Adapted from the novel I Am Legend by Richard Matheson, which previously served as the basis for The Last Man on Earth and The Omega Man, the film starts out pretty solidly. It has the benefit of having atmosphere built in, because there are few things as creepy as seeing a city like New York, which due to the frequency with which it is depicted in film and television feels familiar even to those who have never been there, reduced to a ghost town, bereft of human beings and overtaken by plant and wildlife. It also has the benefit of a star like Smith, who is charismatic enough to hold the screen on his own for the first hour, with only a dog and various mannequins that he's placed around the city to express his thoughts and feelings to. That first hour or so is really good, with Smith painting a portrait of Robert as a man barely holding it together psychologically, devastated by all that he has lost and clinging to the idea that he can "fix" what has happened. His belief that he can still take control of the situation and fix it, that he still has a purpose even though society has completely collapsed and disappeared, is both the only thing keeping him just a little bit sane, and something which keeps him from behaving logically (part of the reason he doesn't want to try to go to Vermont is that he was assigned to work from ground zero and he doesn't want to abandon his territory). Smith delivers a performance that is exactly what the first hour deserves, and way more than what the final 40 minute merits.

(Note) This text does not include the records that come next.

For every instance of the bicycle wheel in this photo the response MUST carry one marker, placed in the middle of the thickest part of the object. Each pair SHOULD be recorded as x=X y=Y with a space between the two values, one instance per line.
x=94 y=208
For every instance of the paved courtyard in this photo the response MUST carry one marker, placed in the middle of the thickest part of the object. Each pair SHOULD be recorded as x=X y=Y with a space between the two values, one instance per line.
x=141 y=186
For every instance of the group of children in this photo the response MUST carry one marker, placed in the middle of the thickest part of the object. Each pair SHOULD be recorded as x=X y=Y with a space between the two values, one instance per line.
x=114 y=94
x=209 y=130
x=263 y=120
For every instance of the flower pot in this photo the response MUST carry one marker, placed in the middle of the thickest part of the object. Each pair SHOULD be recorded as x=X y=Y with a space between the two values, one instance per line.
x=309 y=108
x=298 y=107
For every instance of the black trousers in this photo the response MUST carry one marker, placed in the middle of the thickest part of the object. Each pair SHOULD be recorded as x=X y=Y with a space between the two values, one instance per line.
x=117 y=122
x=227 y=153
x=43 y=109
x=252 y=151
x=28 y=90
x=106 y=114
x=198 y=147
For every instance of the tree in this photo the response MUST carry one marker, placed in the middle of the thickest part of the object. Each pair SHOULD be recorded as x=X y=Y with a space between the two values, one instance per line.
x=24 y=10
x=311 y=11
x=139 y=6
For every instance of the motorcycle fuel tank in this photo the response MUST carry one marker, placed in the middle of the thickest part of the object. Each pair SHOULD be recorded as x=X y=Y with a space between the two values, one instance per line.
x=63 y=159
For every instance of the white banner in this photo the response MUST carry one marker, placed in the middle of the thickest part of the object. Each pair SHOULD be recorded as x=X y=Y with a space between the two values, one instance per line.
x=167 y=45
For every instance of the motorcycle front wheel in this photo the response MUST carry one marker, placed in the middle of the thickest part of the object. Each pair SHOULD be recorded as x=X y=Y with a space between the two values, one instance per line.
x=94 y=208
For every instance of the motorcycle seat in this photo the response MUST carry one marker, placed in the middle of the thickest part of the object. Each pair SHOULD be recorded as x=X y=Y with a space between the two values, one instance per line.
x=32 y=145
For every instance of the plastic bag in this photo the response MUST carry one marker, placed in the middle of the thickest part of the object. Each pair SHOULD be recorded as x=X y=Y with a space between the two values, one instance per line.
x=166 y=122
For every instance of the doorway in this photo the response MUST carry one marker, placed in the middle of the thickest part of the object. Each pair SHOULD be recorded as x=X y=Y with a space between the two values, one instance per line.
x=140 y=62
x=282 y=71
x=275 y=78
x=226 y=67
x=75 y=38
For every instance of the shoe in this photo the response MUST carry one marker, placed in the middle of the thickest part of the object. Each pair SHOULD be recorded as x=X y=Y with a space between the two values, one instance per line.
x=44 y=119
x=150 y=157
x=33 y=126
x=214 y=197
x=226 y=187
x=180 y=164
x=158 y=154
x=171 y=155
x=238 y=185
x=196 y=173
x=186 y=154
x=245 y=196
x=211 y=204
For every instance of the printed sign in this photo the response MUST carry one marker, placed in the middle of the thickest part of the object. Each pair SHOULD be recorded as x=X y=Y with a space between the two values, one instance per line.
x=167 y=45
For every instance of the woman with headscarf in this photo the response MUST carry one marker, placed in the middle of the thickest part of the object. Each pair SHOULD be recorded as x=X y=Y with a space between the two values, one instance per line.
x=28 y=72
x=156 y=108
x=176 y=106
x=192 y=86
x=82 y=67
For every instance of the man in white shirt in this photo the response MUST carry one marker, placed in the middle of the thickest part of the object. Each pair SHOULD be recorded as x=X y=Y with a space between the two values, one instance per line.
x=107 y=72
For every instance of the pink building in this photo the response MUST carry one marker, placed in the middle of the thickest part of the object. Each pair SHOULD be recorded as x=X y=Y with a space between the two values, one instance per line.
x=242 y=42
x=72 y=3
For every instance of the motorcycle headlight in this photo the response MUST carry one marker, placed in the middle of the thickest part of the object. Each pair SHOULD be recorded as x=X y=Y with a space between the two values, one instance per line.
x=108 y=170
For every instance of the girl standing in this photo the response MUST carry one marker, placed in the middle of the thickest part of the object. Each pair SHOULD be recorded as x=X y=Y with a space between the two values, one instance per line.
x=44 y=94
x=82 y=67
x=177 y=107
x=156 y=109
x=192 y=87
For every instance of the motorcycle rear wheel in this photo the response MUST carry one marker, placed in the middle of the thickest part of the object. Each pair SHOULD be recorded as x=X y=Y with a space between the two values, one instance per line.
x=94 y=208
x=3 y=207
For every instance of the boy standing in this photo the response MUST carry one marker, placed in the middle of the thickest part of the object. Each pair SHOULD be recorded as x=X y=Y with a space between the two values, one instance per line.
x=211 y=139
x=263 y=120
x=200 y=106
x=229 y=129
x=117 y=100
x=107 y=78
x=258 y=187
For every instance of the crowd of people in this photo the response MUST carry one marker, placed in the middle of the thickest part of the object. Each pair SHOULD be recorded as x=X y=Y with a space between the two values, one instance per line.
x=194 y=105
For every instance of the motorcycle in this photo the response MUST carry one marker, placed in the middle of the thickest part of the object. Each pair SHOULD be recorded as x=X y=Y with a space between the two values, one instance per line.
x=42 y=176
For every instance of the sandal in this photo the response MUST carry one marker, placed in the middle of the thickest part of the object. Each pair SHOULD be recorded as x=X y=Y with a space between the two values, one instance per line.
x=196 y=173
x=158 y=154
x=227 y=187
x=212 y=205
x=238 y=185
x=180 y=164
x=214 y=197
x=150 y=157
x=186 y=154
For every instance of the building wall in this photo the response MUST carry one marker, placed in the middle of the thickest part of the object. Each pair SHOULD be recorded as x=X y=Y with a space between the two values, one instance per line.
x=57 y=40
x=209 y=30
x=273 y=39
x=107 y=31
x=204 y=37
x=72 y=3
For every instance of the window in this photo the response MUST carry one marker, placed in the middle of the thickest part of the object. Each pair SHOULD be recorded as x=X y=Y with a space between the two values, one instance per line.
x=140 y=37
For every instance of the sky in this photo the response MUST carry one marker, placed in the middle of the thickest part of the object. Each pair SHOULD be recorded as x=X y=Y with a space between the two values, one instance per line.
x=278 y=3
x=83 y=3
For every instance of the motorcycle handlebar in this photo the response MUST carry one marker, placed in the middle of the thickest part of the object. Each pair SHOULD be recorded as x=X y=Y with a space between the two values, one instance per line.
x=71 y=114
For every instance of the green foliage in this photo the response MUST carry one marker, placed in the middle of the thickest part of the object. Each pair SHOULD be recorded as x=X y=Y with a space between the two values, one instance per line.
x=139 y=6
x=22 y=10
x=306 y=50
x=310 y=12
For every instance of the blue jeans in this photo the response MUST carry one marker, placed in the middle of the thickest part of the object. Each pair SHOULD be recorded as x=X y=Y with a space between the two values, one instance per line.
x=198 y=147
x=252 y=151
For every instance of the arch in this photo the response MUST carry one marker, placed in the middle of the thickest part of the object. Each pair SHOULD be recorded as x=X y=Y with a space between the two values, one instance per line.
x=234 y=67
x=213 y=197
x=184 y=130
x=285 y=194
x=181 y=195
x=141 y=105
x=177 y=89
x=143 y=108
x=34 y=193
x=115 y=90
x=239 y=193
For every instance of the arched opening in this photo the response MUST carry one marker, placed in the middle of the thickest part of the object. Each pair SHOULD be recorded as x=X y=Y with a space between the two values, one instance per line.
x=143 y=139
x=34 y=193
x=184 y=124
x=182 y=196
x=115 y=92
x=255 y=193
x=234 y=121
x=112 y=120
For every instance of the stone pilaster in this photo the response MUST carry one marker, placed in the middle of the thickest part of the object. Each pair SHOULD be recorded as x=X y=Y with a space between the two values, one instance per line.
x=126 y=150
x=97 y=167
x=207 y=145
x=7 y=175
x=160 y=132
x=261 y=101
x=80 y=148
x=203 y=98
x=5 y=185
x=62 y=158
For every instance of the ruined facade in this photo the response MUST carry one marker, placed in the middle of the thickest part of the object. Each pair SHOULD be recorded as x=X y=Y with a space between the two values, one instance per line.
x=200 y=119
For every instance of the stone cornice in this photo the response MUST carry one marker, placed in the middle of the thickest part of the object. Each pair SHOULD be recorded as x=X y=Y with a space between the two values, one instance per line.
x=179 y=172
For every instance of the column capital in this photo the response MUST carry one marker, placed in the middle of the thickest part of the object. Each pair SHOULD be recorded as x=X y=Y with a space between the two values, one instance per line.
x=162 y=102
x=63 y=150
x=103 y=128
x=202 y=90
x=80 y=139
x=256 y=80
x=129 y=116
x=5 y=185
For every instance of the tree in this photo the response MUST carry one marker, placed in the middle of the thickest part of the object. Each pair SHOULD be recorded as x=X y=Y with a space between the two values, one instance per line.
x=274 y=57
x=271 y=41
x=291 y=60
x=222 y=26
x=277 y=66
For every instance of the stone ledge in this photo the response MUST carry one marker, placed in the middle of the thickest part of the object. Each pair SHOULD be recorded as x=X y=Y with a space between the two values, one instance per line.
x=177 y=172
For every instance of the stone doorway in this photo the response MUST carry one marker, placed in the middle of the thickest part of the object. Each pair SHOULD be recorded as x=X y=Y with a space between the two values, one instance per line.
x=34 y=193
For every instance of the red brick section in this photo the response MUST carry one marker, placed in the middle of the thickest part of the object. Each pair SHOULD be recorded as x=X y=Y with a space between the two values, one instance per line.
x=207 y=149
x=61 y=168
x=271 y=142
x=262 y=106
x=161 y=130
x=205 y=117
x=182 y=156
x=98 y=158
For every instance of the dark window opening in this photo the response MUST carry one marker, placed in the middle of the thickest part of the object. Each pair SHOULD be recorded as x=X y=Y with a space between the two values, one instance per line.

While I Am Legend isn't a perfect movie to start with, it begins to fall apart almost immediately after the Darkseekers make their first appearance. The first shot of them - which finds a group of them standing in a circle, their backs to the camera, breathing rhythmically together - is effective for how incredibly eerie it is, but after that the film becomes just like every "monster" movie out there. Once we get a better look at the Darkseekers, they lose their effectiveness because they no longer seem scary. They're a mass of not great CGI, a hoard of creatures that, despite the fact that they used to be a human beings of various genders, shapes, sizes, and colors, now look indistinguishable from each other, all bald, pale, and muscularly built. The problems with the film's final stretch aren't merely aesthetic, however, but extend to the narrative as well, which completely stops even trying to make sense and raises a whole host of questions (such as: how, exactly, is Robert saved during his suicide mission? How did his saviors even get to Manhattan with all the bridges and tunnels out of commission? How do the Darkseekers, who are neither subtle nor quiet, manage to follow the survivors back to Robert's home? Why does Robert fortify his home by setting explosives close enough to it that detonating them in order to kill Darkseekers will cause enough structural damage to the building to allow the surviving Darkseekers to pour inside?). The finale has a "slapped together" feeling which truly does a disservice to the solid work done up until that point. I suppose that's why I could never be bothered to take the time to see the film from the beginning until now, as I sort of assumed that the finale was representative of what the whole thing was like. I Am Legend really is a mixed bag of good start, terrible finish, though Smith at least remains consistently good throughout.

1 comment:

Dell said...

I like this one more than you, but it's certainly a flawed film as you've eloquently pointed out. I did a post comparing all three of the movies to the novel they're based on.